After you have done the analyses, it will turn out that an effect you predicted is not there. The data will show no difference, and no support for the hypothesis. Perhaps the result is even negative: you may find the opposite of what you predicted. Then you will ask yourself: why? Here’s a menu of options, and a list of things you can do before you know the results to make a lack of support for a hypothesis into an informative rejection.

Preventing honest mistakes

Sometimes the results may be different from the effect you predicted because there is a mistake in your code. You coded a variable in the wrong direction, forgot to change the polarity of negatively formulated items before you constructed a scale, or left the value 99999 in the data, instead of treating it as a missing value. You can prevent this from happening by taking a quick break or asking someone else to check your coding. After hours of work and with so many lines of code in front of you, it’s hard to spot mistakes.

Another possibility is that you formulated the prediction incorrectly. Perhaps you made a mistake in writing up the hypothesis. You had omitted the word ‘not’, mixed up ‘positive’ and ‘negative’, or forgot to accept tracked changes in the revised draft. Only if that was an honest error in your writing, it’s okay to reformulate the prediction after you’ve seen the results.
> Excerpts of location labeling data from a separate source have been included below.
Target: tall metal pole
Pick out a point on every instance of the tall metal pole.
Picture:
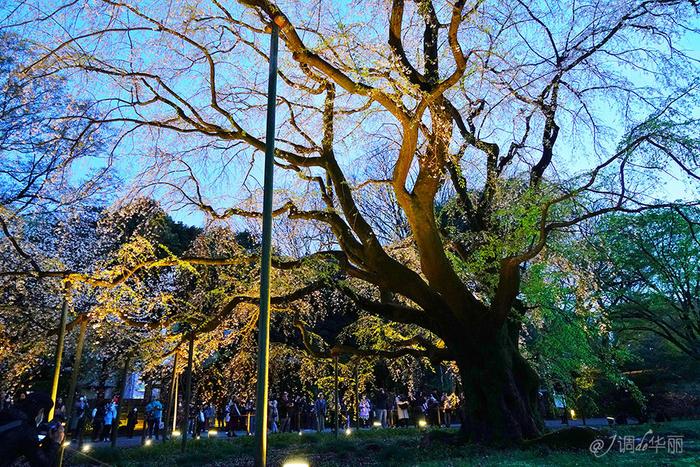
(177, 387)
(171, 398)
(264, 318)
(357, 399)
(122, 396)
(76, 366)
(188, 394)
(59, 347)
(337, 400)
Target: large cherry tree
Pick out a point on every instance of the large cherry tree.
(531, 115)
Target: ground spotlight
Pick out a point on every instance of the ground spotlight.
(296, 463)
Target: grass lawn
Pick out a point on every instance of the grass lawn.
(395, 447)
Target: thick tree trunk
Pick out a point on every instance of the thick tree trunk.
(500, 389)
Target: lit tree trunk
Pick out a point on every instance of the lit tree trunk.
(500, 388)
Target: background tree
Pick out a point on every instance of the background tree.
(647, 268)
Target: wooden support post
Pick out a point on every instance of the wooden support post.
(122, 395)
(188, 393)
(76, 366)
(59, 347)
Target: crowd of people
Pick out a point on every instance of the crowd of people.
(286, 413)
(289, 413)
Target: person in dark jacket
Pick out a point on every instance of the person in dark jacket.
(19, 434)
(131, 420)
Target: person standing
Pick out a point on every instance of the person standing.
(320, 407)
(402, 411)
(131, 420)
(79, 415)
(109, 417)
(273, 414)
(365, 407)
(284, 406)
(154, 413)
(98, 421)
(381, 406)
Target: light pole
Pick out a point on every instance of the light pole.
(264, 317)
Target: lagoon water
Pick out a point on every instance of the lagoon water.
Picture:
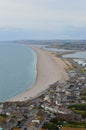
(81, 54)
(17, 69)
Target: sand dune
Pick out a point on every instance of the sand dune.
(49, 70)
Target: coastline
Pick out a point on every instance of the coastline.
(49, 70)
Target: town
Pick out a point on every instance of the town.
(61, 105)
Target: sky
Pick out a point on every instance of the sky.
(42, 19)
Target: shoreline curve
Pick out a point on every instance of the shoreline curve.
(49, 70)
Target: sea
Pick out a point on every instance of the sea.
(17, 69)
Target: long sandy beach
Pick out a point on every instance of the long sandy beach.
(49, 70)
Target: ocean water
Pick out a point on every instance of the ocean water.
(17, 69)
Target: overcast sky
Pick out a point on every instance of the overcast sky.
(42, 19)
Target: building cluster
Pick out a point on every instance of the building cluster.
(33, 114)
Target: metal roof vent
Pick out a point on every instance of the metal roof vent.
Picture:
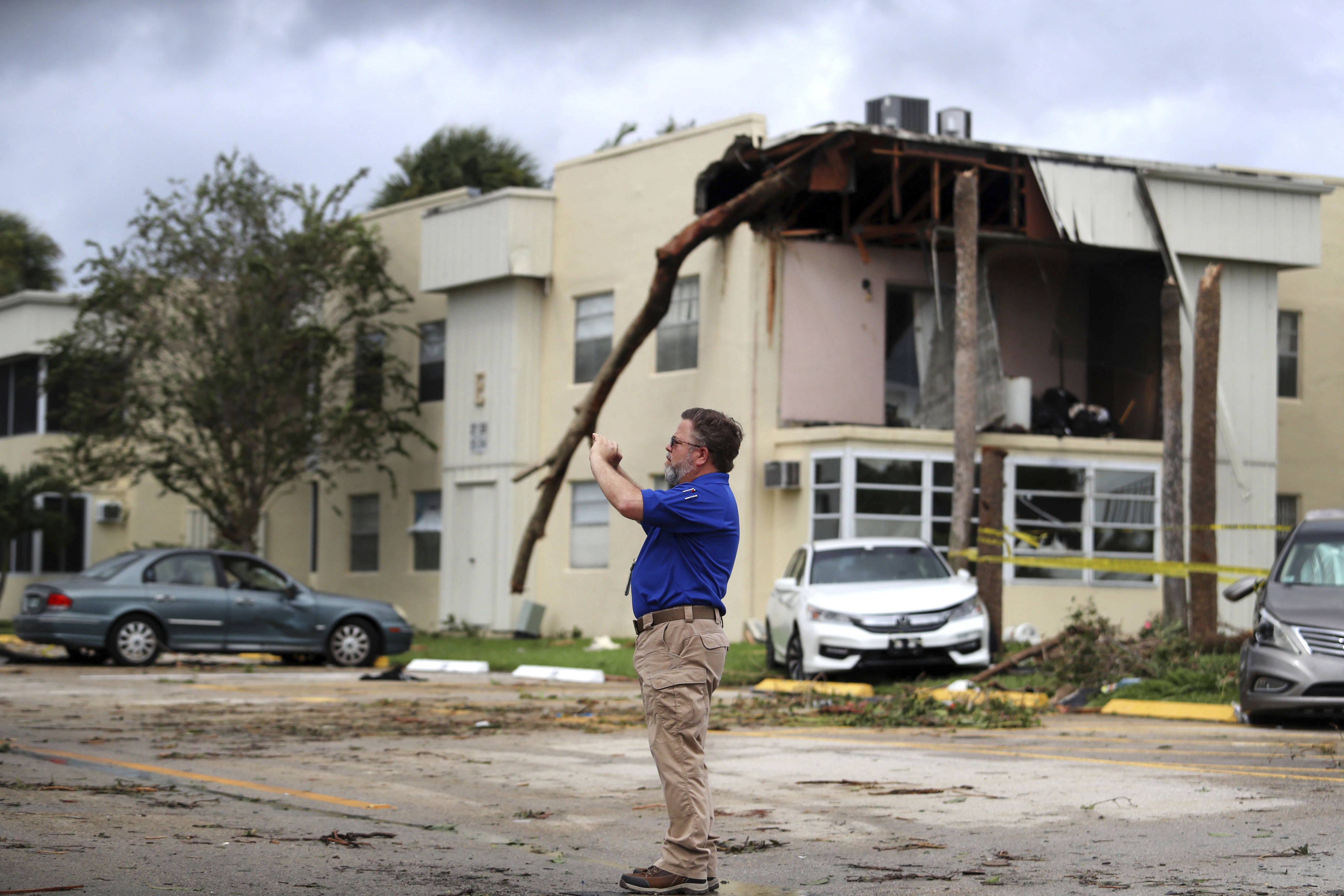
(955, 123)
(906, 113)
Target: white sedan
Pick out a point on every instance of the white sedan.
(865, 603)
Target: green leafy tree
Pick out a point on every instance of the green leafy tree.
(21, 512)
(27, 256)
(459, 158)
(622, 133)
(234, 344)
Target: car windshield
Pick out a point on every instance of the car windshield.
(112, 566)
(1313, 563)
(883, 563)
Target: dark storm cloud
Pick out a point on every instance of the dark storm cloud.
(104, 100)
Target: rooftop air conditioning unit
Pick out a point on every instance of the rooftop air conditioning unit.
(955, 123)
(906, 113)
(781, 475)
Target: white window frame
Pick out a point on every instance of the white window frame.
(1088, 524)
(848, 487)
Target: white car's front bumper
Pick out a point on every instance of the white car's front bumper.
(838, 647)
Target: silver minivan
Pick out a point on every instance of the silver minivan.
(1294, 663)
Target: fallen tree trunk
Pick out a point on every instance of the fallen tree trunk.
(784, 181)
(1018, 657)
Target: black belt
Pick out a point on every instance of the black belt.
(689, 612)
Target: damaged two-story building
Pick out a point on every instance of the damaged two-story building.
(825, 326)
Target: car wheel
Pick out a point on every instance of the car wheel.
(771, 661)
(87, 655)
(135, 641)
(353, 644)
(794, 659)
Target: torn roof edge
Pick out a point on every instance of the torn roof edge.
(1172, 171)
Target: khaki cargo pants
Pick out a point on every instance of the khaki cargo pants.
(679, 664)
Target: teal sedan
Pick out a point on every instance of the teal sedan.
(135, 605)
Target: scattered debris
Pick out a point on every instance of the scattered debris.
(351, 839)
(749, 846)
(396, 673)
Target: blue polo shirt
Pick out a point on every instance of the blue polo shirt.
(693, 540)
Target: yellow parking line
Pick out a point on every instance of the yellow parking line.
(1027, 755)
(191, 776)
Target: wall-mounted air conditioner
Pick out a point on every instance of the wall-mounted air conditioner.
(781, 475)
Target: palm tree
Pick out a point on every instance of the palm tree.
(22, 512)
(459, 158)
(27, 256)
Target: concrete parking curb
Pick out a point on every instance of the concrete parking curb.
(1164, 710)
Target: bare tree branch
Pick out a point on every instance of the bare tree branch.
(784, 181)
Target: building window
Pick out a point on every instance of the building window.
(1082, 511)
(369, 371)
(826, 497)
(19, 390)
(595, 322)
(314, 490)
(1288, 372)
(1285, 514)
(432, 362)
(363, 534)
(589, 524)
(679, 332)
(65, 551)
(425, 532)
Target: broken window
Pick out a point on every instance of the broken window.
(679, 332)
(826, 497)
(589, 527)
(1288, 331)
(902, 364)
(363, 534)
(432, 362)
(595, 323)
(1082, 511)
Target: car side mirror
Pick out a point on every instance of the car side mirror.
(1242, 588)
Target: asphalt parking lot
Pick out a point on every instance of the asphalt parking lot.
(224, 782)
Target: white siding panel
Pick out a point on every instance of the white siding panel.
(1246, 370)
(1096, 205)
(507, 233)
(1238, 222)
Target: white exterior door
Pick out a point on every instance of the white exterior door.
(473, 575)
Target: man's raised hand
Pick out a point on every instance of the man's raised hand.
(605, 449)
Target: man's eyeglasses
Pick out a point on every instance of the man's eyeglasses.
(675, 441)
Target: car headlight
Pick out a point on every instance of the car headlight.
(968, 608)
(1272, 633)
(818, 615)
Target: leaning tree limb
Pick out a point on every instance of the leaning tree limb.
(779, 183)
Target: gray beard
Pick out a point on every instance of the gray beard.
(674, 472)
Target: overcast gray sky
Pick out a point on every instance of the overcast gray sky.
(101, 101)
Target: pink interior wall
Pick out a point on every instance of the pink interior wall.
(1033, 297)
(834, 342)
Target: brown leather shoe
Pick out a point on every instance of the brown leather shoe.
(713, 882)
(655, 881)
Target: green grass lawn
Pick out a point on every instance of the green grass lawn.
(745, 665)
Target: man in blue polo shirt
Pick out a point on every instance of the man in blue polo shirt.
(678, 584)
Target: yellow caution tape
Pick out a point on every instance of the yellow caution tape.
(1170, 569)
(834, 688)
(977, 696)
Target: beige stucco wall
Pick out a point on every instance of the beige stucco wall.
(1311, 428)
(612, 211)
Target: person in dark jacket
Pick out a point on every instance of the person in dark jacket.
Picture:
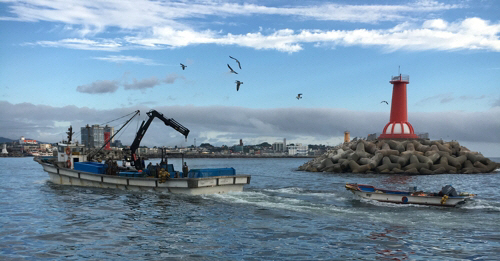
(185, 170)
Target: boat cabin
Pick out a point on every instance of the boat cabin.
(71, 153)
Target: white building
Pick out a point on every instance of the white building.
(297, 149)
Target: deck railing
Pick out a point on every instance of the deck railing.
(401, 77)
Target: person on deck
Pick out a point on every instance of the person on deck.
(185, 170)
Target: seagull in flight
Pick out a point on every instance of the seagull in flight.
(238, 83)
(239, 65)
(231, 69)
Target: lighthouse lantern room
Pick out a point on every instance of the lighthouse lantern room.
(398, 126)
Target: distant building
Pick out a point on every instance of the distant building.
(278, 147)
(237, 148)
(297, 149)
(94, 136)
(424, 136)
(23, 141)
(372, 136)
(117, 143)
(347, 136)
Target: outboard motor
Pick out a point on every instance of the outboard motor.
(449, 190)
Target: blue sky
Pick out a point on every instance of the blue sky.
(85, 62)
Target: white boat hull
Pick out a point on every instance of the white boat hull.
(409, 199)
(191, 186)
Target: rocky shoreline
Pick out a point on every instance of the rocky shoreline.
(423, 157)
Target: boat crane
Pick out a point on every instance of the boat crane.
(136, 160)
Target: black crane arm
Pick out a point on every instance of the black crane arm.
(144, 127)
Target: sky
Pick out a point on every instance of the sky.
(65, 62)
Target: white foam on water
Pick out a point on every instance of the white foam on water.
(482, 205)
(275, 202)
(300, 191)
(42, 181)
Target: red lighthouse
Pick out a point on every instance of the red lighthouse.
(398, 126)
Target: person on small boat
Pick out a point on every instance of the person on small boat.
(185, 170)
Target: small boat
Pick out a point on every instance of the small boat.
(447, 197)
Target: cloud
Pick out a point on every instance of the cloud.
(93, 17)
(105, 86)
(470, 97)
(83, 44)
(469, 34)
(98, 87)
(226, 125)
(171, 78)
(496, 103)
(123, 59)
(142, 84)
(441, 98)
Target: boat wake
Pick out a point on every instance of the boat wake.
(480, 204)
(264, 200)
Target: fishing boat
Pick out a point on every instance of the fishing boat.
(76, 165)
(447, 197)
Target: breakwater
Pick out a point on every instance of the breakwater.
(410, 156)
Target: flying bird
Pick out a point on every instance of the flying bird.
(238, 83)
(239, 65)
(231, 69)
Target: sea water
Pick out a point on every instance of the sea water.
(283, 214)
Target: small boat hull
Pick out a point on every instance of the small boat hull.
(406, 197)
(191, 186)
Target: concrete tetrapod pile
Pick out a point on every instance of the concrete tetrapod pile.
(410, 157)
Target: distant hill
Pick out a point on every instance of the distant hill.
(2, 140)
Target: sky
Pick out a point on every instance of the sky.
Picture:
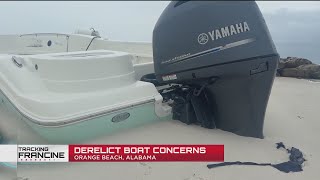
(294, 25)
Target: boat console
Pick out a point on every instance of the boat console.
(219, 60)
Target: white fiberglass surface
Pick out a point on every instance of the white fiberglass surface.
(48, 91)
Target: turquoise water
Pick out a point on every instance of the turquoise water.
(89, 129)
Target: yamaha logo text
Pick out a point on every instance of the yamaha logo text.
(223, 32)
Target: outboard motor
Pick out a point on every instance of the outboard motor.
(221, 62)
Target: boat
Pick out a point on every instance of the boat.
(68, 88)
(74, 87)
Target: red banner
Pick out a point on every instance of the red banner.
(143, 153)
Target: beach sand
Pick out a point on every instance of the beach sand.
(292, 117)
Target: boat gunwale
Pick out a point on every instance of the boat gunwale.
(80, 118)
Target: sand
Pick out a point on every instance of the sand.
(292, 117)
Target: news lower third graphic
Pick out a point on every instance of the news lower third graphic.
(111, 153)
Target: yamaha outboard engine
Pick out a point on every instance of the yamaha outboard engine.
(220, 61)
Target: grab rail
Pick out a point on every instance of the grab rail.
(36, 34)
(17, 61)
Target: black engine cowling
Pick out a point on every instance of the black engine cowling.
(223, 56)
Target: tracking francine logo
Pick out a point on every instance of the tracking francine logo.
(43, 153)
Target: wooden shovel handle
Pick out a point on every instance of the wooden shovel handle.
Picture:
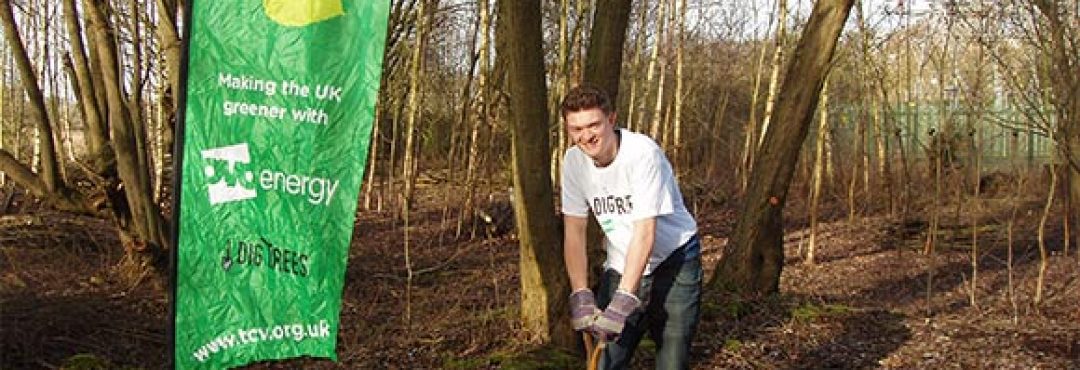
(594, 350)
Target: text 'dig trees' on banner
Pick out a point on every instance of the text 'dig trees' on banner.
(280, 100)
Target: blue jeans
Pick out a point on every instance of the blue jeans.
(672, 300)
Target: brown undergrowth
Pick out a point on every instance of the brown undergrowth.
(863, 304)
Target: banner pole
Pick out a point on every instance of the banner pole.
(177, 170)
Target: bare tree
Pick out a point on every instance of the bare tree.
(544, 286)
(754, 257)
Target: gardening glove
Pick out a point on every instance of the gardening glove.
(583, 309)
(609, 324)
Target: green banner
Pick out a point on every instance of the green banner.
(280, 101)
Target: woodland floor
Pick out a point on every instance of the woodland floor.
(864, 304)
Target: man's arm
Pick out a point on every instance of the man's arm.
(637, 257)
(574, 251)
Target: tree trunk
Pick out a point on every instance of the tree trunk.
(604, 58)
(96, 132)
(679, 45)
(753, 259)
(544, 285)
(778, 59)
(169, 44)
(819, 164)
(139, 218)
(50, 178)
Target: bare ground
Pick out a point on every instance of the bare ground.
(865, 303)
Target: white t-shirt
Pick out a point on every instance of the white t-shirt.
(638, 183)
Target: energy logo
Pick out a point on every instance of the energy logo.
(231, 180)
(297, 13)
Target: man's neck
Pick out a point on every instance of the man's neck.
(615, 151)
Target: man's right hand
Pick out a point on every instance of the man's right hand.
(583, 309)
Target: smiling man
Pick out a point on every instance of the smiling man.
(651, 282)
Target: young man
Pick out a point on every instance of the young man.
(651, 282)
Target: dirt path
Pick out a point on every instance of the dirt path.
(864, 304)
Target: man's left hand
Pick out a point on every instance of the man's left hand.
(610, 323)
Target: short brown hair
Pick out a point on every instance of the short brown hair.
(585, 96)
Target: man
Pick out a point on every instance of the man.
(651, 282)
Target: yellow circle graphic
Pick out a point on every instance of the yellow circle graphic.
(297, 13)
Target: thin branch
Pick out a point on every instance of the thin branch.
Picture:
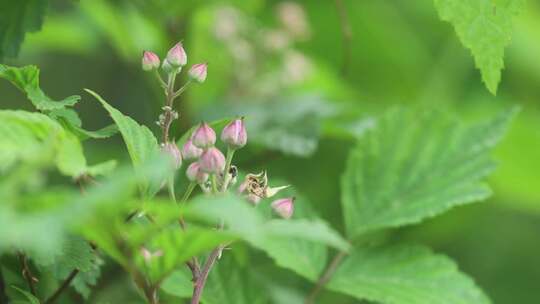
(27, 273)
(346, 36)
(201, 281)
(325, 277)
(62, 287)
(4, 299)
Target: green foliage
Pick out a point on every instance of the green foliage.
(415, 165)
(140, 142)
(484, 27)
(26, 79)
(30, 297)
(31, 136)
(16, 19)
(404, 275)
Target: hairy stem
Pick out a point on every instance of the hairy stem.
(226, 177)
(325, 277)
(346, 36)
(27, 273)
(3, 295)
(201, 281)
(62, 287)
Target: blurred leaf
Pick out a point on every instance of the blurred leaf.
(179, 283)
(306, 258)
(30, 297)
(245, 222)
(292, 126)
(484, 27)
(23, 134)
(173, 247)
(141, 143)
(417, 165)
(404, 275)
(103, 168)
(26, 79)
(71, 121)
(229, 283)
(18, 17)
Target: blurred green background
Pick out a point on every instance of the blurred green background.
(309, 76)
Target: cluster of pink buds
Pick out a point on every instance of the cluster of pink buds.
(209, 160)
(209, 167)
(175, 60)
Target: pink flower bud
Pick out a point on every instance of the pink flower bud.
(189, 151)
(177, 56)
(195, 174)
(234, 134)
(204, 137)
(212, 161)
(284, 207)
(198, 72)
(150, 61)
(173, 152)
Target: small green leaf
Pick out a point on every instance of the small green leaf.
(71, 121)
(141, 143)
(30, 297)
(484, 27)
(18, 18)
(404, 275)
(103, 168)
(417, 165)
(26, 79)
(179, 283)
(25, 135)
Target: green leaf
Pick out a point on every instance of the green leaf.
(229, 283)
(30, 297)
(404, 275)
(415, 165)
(25, 136)
(306, 258)
(71, 121)
(103, 168)
(16, 19)
(26, 79)
(141, 143)
(179, 283)
(173, 247)
(485, 28)
(299, 244)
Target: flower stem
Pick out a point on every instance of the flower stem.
(188, 192)
(201, 281)
(62, 287)
(27, 273)
(325, 277)
(226, 178)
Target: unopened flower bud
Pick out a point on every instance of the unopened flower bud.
(253, 198)
(177, 56)
(212, 161)
(190, 152)
(271, 191)
(173, 152)
(204, 137)
(198, 72)
(150, 61)
(234, 134)
(167, 67)
(195, 174)
(284, 207)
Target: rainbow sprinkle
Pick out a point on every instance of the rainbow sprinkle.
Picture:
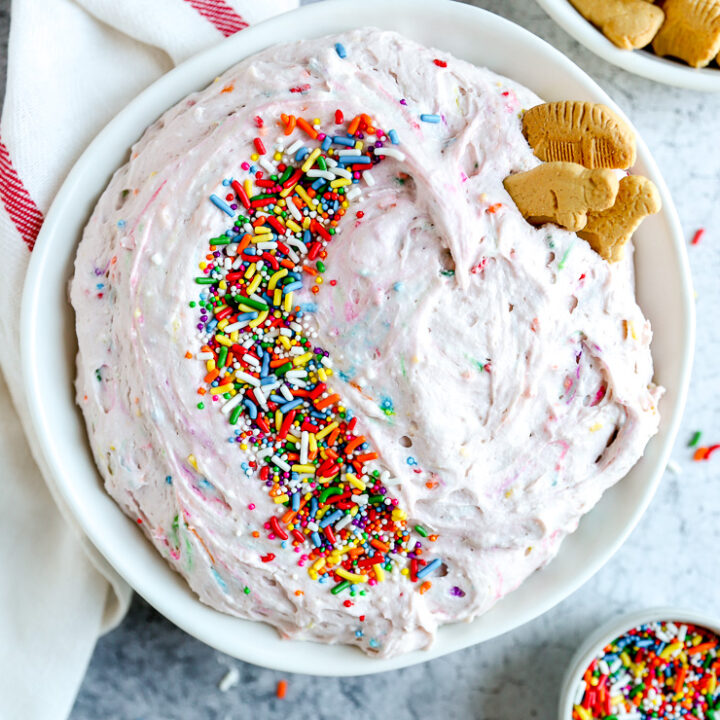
(657, 670)
(271, 379)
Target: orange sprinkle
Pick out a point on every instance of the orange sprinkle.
(307, 127)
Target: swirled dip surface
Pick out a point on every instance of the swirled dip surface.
(502, 372)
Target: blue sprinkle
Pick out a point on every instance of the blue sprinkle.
(354, 160)
(218, 202)
(333, 518)
(288, 406)
(430, 567)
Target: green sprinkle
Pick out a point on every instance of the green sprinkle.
(561, 264)
(252, 303)
(340, 587)
(282, 369)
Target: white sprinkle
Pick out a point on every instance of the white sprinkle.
(390, 152)
(280, 463)
(292, 207)
(320, 173)
(264, 162)
(231, 679)
(303, 447)
(245, 377)
(231, 403)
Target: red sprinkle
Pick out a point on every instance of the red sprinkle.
(698, 236)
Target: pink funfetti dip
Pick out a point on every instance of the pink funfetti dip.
(501, 372)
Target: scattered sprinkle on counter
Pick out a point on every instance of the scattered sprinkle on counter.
(658, 670)
(263, 371)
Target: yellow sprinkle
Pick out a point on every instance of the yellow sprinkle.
(311, 158)
(326, 430)
(253, 286)
(355, 482)
(301, 192)
(302, 359)
(352, 577)
(259, 319)
(277, 276)
(309, 469)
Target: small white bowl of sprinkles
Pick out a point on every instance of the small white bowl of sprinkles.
(657, 663)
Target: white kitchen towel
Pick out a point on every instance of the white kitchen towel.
(72, 65)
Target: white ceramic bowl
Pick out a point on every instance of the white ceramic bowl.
(613, 629)
(49, 343)
(639, 62)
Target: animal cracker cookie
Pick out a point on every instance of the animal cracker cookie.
(629, 24)
(608, 231)
(587, 133)
(691, 31)
(562, 193)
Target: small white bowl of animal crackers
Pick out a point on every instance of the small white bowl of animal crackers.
(676, 42)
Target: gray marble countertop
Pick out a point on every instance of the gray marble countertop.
(149, 669)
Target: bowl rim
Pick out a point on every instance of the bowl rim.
(615, 627)
(638, 62)
(187, 612)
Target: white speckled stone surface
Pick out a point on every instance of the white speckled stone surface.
(149, 669)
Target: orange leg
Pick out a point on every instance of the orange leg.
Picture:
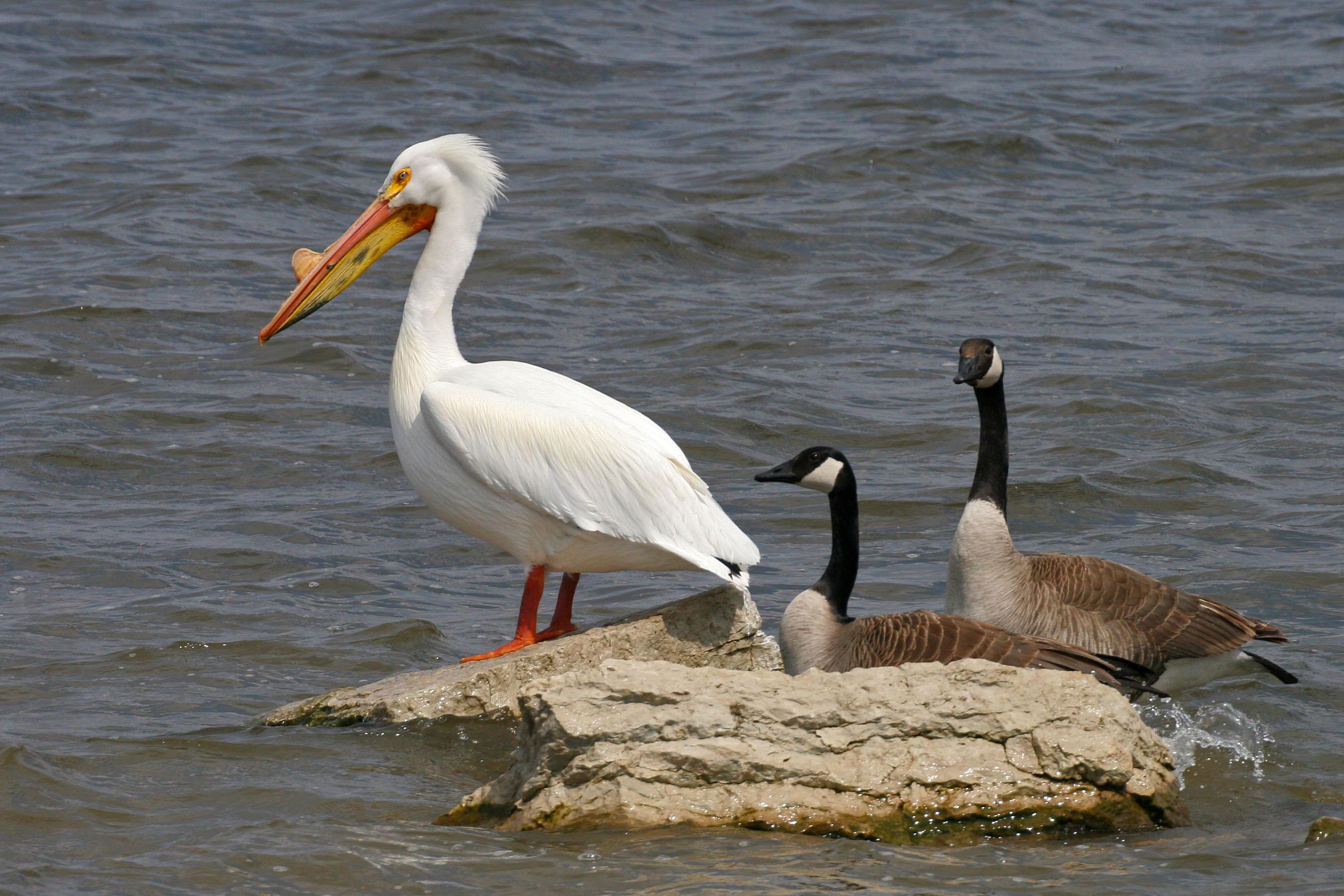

You can prevent this from happening by asking someone else to check your writing. After you’ve been reading your own text for the 4th time you may notice mistakes any more, but a fresh pair of eyes will spot them immediately. Such as the omission of the word ‘not’ in the previous sentence.

You recognize an honest language error if fixing it doesn’t force you to rewrite the entire theory section to arrive at the observed result. That is what you can’t do once you know the results – it would be ‘harking’. If you see the results and you are tempted to change the theory section to make it consistent with the observed results you have a rejection on your hands. At first, this may feel like a failure. Let me assure you that it is not. Read more about that here.

Strengthening the research design

The most common reason why results turn out to be different from predictions is some flaw in the research design. You didn’t think through all the details of the analysis before you did them. If you really believe in your reasoning, this will be the area in which you seek answers to the question why results turned out to be different than you expected. Knowing this before you see the results means you have to invest more in the research design before you conduct the analyses. It is better to think about them ex ante than post hoc and ad hoc. With a waterproof research design, negative or null-results must imply that the hypothesis is incorrect. The implication is that you have to invest in the best research design possible, because only true negatives are informative rejections. Here’s a list of common issues and ways to prevent them.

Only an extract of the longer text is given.